The state provides standards-based tests in all grade spans only in English and math. That is a common situation among the states, but one that significantly affects a state’s grade in this section.
On the positive side, Alaska uses a variety of test items to measure student knowledge, including multiple-choice and short-answer items. The state uses extended-response questions solely on English exams.
The state also uses achievement data to hold schools accountable by publishing the data on the Web and using test results to assign ratings to schools. Alaska provides help to schools rated as low-performing.
The state’s accountability system, though, lacks rewards for high-performing or improving schools and sanctions for persistently low-performing schools that do not receive federal Title I money.
Efforts to Improve Teacher Quality: Alaska once again receives the lowest grade in this category, in part because prospective teachers must only pass a basic-skills test to earn their initial licenses.

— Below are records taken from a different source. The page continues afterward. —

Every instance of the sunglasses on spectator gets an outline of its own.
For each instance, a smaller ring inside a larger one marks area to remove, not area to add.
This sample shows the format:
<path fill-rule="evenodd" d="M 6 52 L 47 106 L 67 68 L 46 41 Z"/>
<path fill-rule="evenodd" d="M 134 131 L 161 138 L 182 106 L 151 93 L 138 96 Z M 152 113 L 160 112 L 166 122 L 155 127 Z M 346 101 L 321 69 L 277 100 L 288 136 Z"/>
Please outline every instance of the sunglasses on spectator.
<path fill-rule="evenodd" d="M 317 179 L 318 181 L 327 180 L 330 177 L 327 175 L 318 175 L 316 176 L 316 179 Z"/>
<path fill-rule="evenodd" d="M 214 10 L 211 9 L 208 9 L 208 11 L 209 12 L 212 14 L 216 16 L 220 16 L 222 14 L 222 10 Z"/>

Teachers do not have to earn majors or minors in the subjects they plan to teach or pass subject-matter exams. But the state has established an alternative-route program that allows subject-matter experts to teach as long as they are enrolled in teacher-preparation programs that can be completed within two years.
Teachers in the alternative route face more rigorous content-matter requirements than do other teachers in the state. They must take subject-area competency tests given by the school districts or regional educational attendance areas that plan to employ them.
Alaska finances professional development for teachers across all districts and provides licensure incentives to teachers who earn certification from the National Board for Professional Teaching Standards. But the state fails to include teacher-qualification data on school report cards, and it does not identify low-performing teacher education institutions or hold such institutions accountable for the performance of their graduates in the classroom.
School Climate: Eighth graders in Alaska are more likely to attend schools where administrators surveyed for the National Assessment of Educational Progress report that physical conflicts and student absenteeism are problems than are students in other states.
Alaska does not have a class-size-reduction program and does not report class-size information on report cards.
Alaska also scores low on choice and autonomy: The state’s charter school law is rated weak by the Center for Education Reform, and the state does not have an open-enrollment program.
Alaska receives credit for being one of only 11 states that include parent-involvement indicators on their school report cards. Furthermore, the state has a law designed to reduce school bullying and harassment and has established specific penalties for incidents of school violence.
Equity: Alaska presents a mixed picture when it comes to equitable school financing. The state ranks first in the nation on wealth neutrality, which measures the degree to which inequities in state and local funding are linked to local property wealth.
But while the state does not have great inequities in funding tied to property wealth, spending per pupil still varies widely across districts. Alaska ranks last in the nation for the coefficient of variation, which looks at how wide the spread of per-pupil spending is across districts.
Spending per pupil ranged from $3,930 at the lowest end to $20,150 at the high end in the 2001-02 school year. The figures are weighted for regional cost differences and student needs.
Spending: Based solely on education spending per pupil, Alaska seems to be doing fairly well, spending slightly below the national average of $7,734, with $7,549 per student in the 2001-02 school year.
But Alaska ranks 47th on the spending index, which considers both the percentage of students in districts spending at least the national average and how far the rest of the students in the state fall below that bar.
Fewer than 2 percent of students in the state attend schools in districts where spending is at or above the national average.
Alaska is also the only state with a negative average annual rate of change from 1992 to 2002, meaning increases in school spending did not keep pace with inflation during that period.